GYoung_DSC_6203fxs Gloria Young named MGCCC 2017 Difference Maker

Mississippi Gulf Coast Community College held its annual Spring Reception on March 23 at the Hospitality and Resort Management Center in Biloxi in honor of the 2017 L. N. Dantzler Difference Maker Award recipients. Each year since 2003, four employees have been recognized with this award for demonstrating an exceptional work ethic, a deep sense of college and community involvement, and a tremendous commitment to students. 

Gloria Young, of Gautier, was chosen as the 2017 Difference Maker for the Jackson County Campus.  Young has been a custodian at the campus for 24 years.  Her family is tightknit and have remained in the area and her three children are all college alumni.

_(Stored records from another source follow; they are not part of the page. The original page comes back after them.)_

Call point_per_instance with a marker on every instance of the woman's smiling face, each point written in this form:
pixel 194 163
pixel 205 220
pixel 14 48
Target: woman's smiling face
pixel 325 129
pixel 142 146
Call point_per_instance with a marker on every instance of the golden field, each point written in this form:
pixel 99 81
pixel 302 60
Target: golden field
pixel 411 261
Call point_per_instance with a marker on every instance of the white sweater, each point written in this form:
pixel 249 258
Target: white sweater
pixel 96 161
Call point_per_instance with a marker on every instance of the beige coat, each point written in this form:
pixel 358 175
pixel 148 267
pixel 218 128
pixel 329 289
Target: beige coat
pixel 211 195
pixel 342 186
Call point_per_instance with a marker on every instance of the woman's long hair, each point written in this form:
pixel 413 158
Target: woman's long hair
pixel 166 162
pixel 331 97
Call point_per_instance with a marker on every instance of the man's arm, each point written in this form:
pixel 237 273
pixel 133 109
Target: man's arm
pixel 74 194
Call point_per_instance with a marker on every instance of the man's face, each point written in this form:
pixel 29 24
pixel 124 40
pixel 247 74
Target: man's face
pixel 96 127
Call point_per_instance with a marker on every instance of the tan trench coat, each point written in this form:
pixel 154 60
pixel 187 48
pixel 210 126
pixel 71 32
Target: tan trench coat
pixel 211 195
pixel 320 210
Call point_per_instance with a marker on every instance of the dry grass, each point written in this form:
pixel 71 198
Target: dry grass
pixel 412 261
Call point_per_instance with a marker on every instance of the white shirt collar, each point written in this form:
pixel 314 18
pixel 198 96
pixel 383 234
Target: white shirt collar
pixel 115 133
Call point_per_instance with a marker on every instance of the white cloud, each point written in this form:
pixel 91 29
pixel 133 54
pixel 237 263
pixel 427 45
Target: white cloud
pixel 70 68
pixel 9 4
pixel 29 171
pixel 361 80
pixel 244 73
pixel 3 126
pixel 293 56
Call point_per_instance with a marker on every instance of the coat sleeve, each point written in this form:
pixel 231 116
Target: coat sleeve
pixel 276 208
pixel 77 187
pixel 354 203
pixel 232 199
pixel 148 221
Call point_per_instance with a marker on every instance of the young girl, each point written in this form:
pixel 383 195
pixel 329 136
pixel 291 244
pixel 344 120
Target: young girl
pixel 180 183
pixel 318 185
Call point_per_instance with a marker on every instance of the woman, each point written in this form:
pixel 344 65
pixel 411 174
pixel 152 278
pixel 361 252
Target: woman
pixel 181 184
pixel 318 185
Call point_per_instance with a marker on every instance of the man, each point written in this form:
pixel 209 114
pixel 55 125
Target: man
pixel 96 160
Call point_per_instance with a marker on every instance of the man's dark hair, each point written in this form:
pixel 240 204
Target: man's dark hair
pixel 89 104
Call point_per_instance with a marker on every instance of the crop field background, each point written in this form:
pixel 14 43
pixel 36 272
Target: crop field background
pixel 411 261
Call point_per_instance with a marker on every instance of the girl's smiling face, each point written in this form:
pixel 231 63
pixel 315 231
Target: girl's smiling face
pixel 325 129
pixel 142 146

Her two daughters work at the Jackson County Campus – Sarah is the administrative assistant in the Maintenance Department, and Amy works at the campus childcare center. Her son works for the Jackson County road department.  She also has one of her two grandchildren on campus. Her granddaughter is a student in the Radiologic Technology program.

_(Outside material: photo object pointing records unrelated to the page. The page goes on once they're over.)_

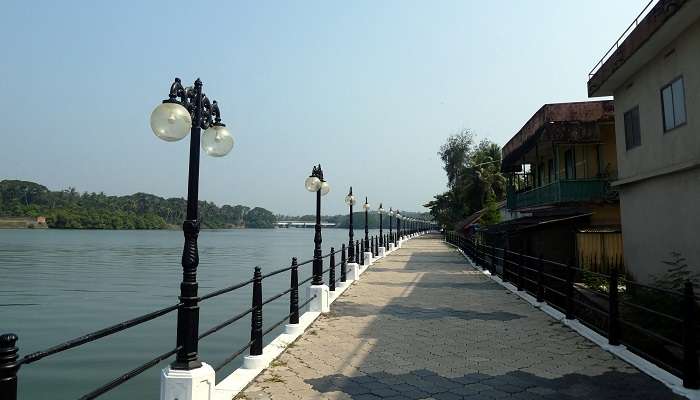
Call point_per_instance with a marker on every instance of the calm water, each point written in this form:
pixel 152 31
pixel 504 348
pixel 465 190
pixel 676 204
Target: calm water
pixel 56 285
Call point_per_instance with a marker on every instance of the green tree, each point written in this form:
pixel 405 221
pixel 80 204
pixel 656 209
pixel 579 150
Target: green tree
pixel 260 218
pixel 473 176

“So many things have changed at the college over the years,” she said. “The campus has grown and it is really such a beautiful campus. One thing that is the same as it always has been is the people. The people, from students to faculty to all employees, are just great here.”

 Gloria is an outstanding ambassador for the campus, as she greets everyone who passes her in the hallways with a smile. “I’ve found that if you help people when you can and always treat them with kindness that you most likely get the same attitude in return. And when you don’t, it is probably because they are having a bad day, and your smile might make the difference for them and brighten things up a bit.”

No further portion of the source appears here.